Everbridge (EVBG) was successful in its tender offer for Unified Messaging Systems (UMS) with 93.3% of shares tendered. Now, Everbridge will gobble up any outstanding shares and officially wrap its arms around UMS. Settlement of the deal should close on April 3. The deal will help expand its reach in Europe, and I like it. HOLD
Instructure (INST) has held on to its post earnings report gain, and then some. It’s probably time for a pause in the stock’s advance but given how well it’s held up lately I’ll keep at buy for now. Just take it slow. There’s little risk of a secondary stock offering here for a while since Instructure tapped the equity market in February (at $39.50). BUY.
LogMeIn (LOGM) isn’t as interesting to follow as most of our smaller SaaS stocks since shares have a tendency to rally and dip, rally and dip. It’s actually a little frustrating for me since I’m more accustomed to more exciting stock trading patterns. That said, “exciting” isn’t always good! And as I’ve stated before, I’ve learned not to bet against LogMeIn – which is why we’re still holding on to shares of such a large company (by our standards). The bottom line is the long-term trend is up, so why over think it (check out two-year chart below with weekly candles)? Better just to hold on. HOLD HALF.
Materialise (MTLS) moved just above its 50-day line following the release of Q4 results and has since recovered a little more and is trading around its 200-day line. It hasn’t given a high conviction buy signal yet, but the action is encouraging enough to move back to buy today. There are no new fundamental updates. BUY.
Q2 Holdings (QTWO) is still trading near a 52-week high roughly a month after launching its $200 million convertible debt offering. I’ve had the stock at hold after the recent rally and will likely move back to buy after a consolidation period. There’s no new fundamental news to discuss. Continue to hold. HOLD.

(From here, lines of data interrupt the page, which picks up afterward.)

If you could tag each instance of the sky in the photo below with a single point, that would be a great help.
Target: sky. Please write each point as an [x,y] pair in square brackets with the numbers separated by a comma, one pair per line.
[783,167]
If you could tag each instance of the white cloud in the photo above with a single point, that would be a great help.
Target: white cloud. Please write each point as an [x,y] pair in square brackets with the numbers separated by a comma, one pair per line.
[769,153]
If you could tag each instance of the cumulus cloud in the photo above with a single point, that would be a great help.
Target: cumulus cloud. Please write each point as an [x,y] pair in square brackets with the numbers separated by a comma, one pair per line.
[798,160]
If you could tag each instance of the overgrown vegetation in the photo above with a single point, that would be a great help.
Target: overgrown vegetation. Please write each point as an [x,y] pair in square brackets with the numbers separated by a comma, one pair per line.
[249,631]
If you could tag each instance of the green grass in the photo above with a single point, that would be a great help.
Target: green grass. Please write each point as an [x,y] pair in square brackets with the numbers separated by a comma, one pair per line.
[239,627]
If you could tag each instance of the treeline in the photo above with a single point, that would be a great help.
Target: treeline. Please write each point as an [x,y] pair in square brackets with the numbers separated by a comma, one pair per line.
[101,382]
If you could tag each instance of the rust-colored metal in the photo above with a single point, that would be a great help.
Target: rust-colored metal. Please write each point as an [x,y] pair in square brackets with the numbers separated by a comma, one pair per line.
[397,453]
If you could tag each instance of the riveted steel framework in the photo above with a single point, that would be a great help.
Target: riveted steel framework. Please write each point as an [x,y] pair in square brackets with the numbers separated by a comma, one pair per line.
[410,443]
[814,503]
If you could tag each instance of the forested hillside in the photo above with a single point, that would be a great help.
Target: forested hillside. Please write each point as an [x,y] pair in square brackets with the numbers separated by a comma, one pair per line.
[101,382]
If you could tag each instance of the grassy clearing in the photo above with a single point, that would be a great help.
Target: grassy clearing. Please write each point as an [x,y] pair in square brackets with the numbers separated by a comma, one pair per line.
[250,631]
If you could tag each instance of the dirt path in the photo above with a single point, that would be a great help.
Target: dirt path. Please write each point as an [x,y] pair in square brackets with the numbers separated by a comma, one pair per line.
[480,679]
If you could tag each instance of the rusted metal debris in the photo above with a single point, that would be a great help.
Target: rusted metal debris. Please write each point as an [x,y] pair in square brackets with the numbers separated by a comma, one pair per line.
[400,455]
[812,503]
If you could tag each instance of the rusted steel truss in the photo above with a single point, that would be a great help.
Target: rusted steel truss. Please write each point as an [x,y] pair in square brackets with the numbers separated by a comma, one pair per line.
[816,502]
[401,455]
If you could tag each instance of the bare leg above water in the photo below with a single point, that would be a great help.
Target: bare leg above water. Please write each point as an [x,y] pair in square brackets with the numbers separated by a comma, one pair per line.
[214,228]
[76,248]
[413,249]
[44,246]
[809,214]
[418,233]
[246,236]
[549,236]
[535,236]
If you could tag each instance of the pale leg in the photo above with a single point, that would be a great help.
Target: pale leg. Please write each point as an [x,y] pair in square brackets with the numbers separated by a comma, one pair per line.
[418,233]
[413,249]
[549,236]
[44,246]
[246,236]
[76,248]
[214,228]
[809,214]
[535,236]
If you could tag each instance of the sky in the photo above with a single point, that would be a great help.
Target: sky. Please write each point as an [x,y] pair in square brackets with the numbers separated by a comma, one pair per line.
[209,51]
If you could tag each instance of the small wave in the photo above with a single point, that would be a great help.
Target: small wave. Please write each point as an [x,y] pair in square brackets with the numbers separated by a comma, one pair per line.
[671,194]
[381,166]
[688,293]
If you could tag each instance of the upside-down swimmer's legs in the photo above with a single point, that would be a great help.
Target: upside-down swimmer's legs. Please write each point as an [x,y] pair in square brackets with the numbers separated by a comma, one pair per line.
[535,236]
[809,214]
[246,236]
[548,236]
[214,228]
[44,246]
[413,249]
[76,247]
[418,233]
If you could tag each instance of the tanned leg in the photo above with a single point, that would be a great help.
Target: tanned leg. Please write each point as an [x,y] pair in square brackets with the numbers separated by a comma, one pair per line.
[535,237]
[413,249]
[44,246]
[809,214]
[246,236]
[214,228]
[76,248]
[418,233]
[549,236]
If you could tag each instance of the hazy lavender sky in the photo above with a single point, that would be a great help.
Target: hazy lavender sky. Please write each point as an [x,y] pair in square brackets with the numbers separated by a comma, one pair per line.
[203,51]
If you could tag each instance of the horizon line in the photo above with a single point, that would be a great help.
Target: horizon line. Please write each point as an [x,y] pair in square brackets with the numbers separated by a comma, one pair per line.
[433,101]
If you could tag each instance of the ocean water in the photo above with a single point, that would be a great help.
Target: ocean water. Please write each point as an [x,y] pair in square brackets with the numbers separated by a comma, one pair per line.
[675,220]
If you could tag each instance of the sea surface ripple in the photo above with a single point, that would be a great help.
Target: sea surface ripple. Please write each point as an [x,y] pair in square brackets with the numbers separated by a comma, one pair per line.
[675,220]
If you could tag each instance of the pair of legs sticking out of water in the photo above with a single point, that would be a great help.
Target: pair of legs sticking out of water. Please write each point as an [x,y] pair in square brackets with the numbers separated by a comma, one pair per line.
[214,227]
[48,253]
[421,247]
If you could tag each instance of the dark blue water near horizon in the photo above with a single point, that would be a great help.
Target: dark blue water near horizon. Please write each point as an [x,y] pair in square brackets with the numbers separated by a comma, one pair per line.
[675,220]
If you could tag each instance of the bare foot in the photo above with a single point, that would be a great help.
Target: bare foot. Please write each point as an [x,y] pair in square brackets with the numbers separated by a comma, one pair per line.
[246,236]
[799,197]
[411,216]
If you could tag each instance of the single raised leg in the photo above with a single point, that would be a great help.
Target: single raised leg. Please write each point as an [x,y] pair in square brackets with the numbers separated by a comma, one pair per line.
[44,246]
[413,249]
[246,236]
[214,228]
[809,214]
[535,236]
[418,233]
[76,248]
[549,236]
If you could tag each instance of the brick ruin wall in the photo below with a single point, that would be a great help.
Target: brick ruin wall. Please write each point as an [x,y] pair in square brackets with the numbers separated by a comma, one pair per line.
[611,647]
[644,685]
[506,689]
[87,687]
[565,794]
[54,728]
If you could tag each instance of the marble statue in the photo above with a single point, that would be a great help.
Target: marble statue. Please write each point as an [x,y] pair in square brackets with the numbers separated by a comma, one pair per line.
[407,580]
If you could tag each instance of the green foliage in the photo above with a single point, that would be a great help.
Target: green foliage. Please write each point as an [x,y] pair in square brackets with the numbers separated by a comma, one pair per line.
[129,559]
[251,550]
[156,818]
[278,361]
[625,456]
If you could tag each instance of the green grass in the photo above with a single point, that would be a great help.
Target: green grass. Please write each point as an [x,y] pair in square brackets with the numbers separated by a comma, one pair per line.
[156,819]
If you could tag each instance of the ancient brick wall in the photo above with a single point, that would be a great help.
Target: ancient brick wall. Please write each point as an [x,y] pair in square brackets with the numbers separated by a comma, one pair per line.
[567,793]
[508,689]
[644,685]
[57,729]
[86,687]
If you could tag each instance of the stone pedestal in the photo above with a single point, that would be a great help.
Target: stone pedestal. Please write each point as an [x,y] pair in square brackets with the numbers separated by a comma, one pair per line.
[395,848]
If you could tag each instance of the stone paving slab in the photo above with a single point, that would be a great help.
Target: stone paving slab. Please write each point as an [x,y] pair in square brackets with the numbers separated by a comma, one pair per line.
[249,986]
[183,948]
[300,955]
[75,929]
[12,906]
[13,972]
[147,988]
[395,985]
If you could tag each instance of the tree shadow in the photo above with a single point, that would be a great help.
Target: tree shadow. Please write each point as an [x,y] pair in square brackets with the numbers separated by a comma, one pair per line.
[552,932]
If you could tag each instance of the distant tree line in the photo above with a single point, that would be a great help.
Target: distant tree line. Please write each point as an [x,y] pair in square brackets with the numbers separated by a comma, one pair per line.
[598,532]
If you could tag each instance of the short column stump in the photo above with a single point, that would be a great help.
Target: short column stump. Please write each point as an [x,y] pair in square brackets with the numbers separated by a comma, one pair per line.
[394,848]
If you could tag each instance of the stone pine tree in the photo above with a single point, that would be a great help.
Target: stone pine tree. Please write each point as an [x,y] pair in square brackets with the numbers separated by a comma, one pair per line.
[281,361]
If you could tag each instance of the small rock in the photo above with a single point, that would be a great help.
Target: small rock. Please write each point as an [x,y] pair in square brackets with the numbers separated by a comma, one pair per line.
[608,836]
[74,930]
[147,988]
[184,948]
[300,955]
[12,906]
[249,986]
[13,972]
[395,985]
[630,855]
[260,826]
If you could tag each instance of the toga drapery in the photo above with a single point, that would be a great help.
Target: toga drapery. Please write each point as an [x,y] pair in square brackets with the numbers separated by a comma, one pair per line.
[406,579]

Rapid7 (RPD) was our March addition and has been holding up as well as any stock in the market lately. We received a good indication of how high demand for shares is early last week when existing stockholders offered two million shares up for sale at $26.25 (roughly $1 less than shares were trading for at the time). That offering catalyzed the little dip below $26 and a short-term spike in trading volume, but thing have begun to normalize this week. I believe the increase in the stock’s public float is a net positive.
Recall from my report that Rapid7 sells cloud-based and on-premise cybersecurity software solutions. Revenue was up 28% in 2017, and in 2018 we’re expecting revenue growth of around 20% and annualized recurring revenue (ARR) growth of around 30%. This ARR figure represents recurring software sales (annual subscriptions). The stock remains a buy. BUY.